Wednesday, August 04, 2010

If you don't listen, you can't hear and if you can't hear, you cannot know.

In a kind of serendipitous morning, three posts arrived from various blogs I keep in touch with that all seemed to link together.   Maybe it's not so serendipitous given that all the writers are mission-minded in one way or another....


David Fitch wrote 
Neo-Reformed Theology is built on the same logic as evangelical theology. In fact this is also the same logic as the protestant mainline theology and for that matter the Emergent theologies. They all rely on the cultural foundations of the West and in particular the Enlightenment.

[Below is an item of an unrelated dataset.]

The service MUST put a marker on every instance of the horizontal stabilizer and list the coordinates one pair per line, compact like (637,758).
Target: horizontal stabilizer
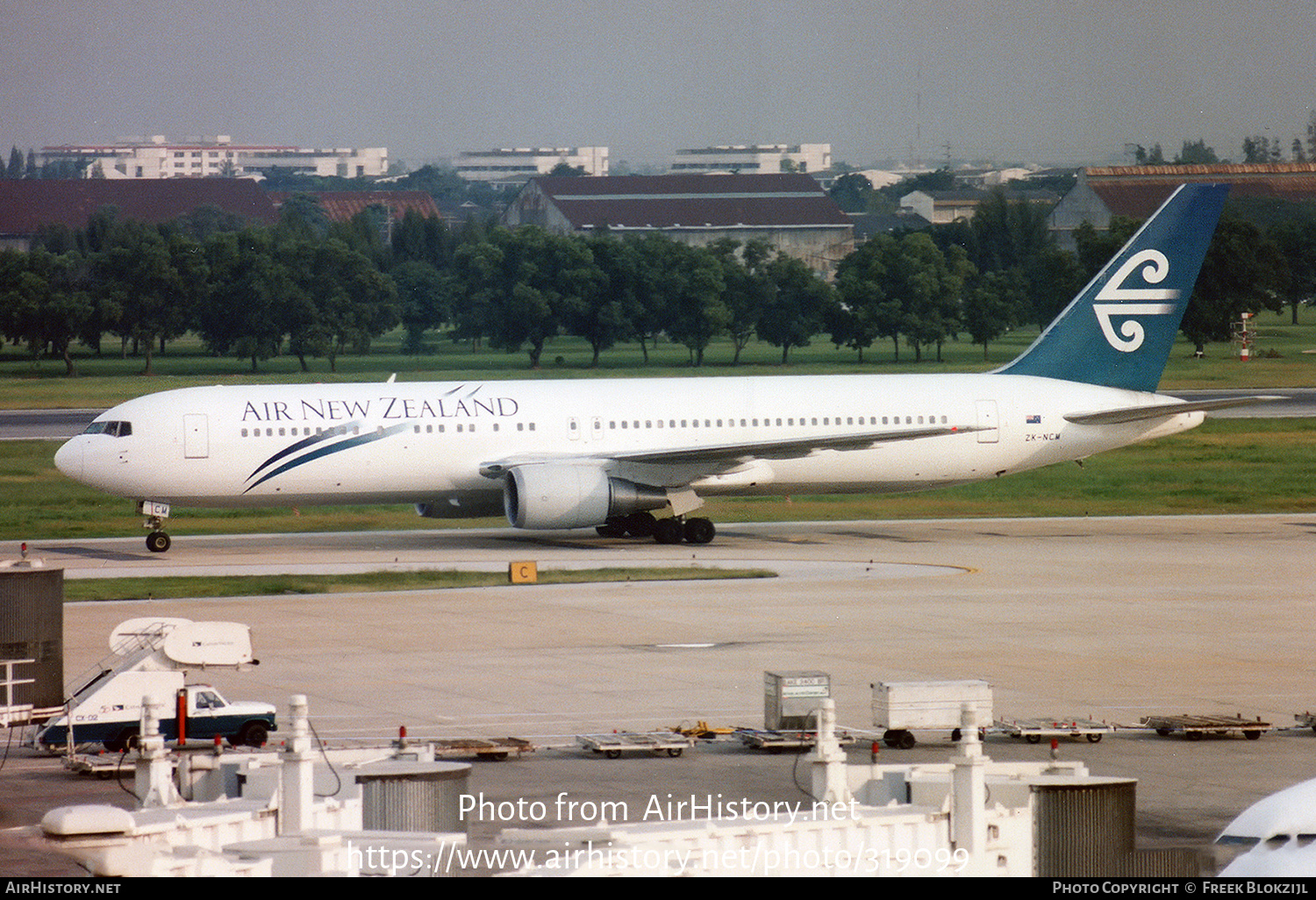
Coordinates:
(1161,410)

And, for me, this means all of these movements will eventually fail to engage the new and changing cultures of Post-Christendom in the West for the gospel, they will fail at resisting the consumerist forces of modern American society, they will fail at transformational engagement (eventually). They will all end up repeating the fate of evangelicalism – i.e. being successful at harvesting those who are already in some way culturally inclined towards Christianity but not capable of inhabiting the new post Christendom cultures of the West for the gospel. This is why we need a third way!!

Len Hjalmarson began his post in this way:
In The Secret Message of Jesus (2006), McLaren devotes an entire chapter to contextualizing the concepts of the kingdom of God for the current generation.
Len's shorter post mostly offers a variety of ways of rethinking the way we view the kingdom, and by connection, God's mission. 

Paul Fromont, on Prodigal Kiwi(s) quotes another writer - Barry Taylor - who doesn't at first seem to be writing about mission...but is - note what he says about listening....

“…On the final day [of a two-week intensive class on Theology and Popular Music] I attempted to sketch out something of a beginning posture for the initiation of a conversation between these two elements. Posture, being the operative word, because for me, any act of theology requires a posture, an attitude, from which it springs, and for me, this is first and foremost, listening - to the other - if you don't listen, you can't hear and if you can't hear, you cannot know. All too often, in my experience, people begin with a pre-formed schema, which is then imposed over whatever it might be, and then, what fits is accepted and the bits around the edges are cut-off--negated etc. A bit of a broad dismissal of the theological enterprise I know, but I use that analogy simply to say that my approach is a bit different--I am interested in the surprising intersections that arise because of the rupture and disconnect as well as the congruity and synchronicity between various elements…”

 ...if you don't listen, you can't hear and if you can't hear, you cannot know.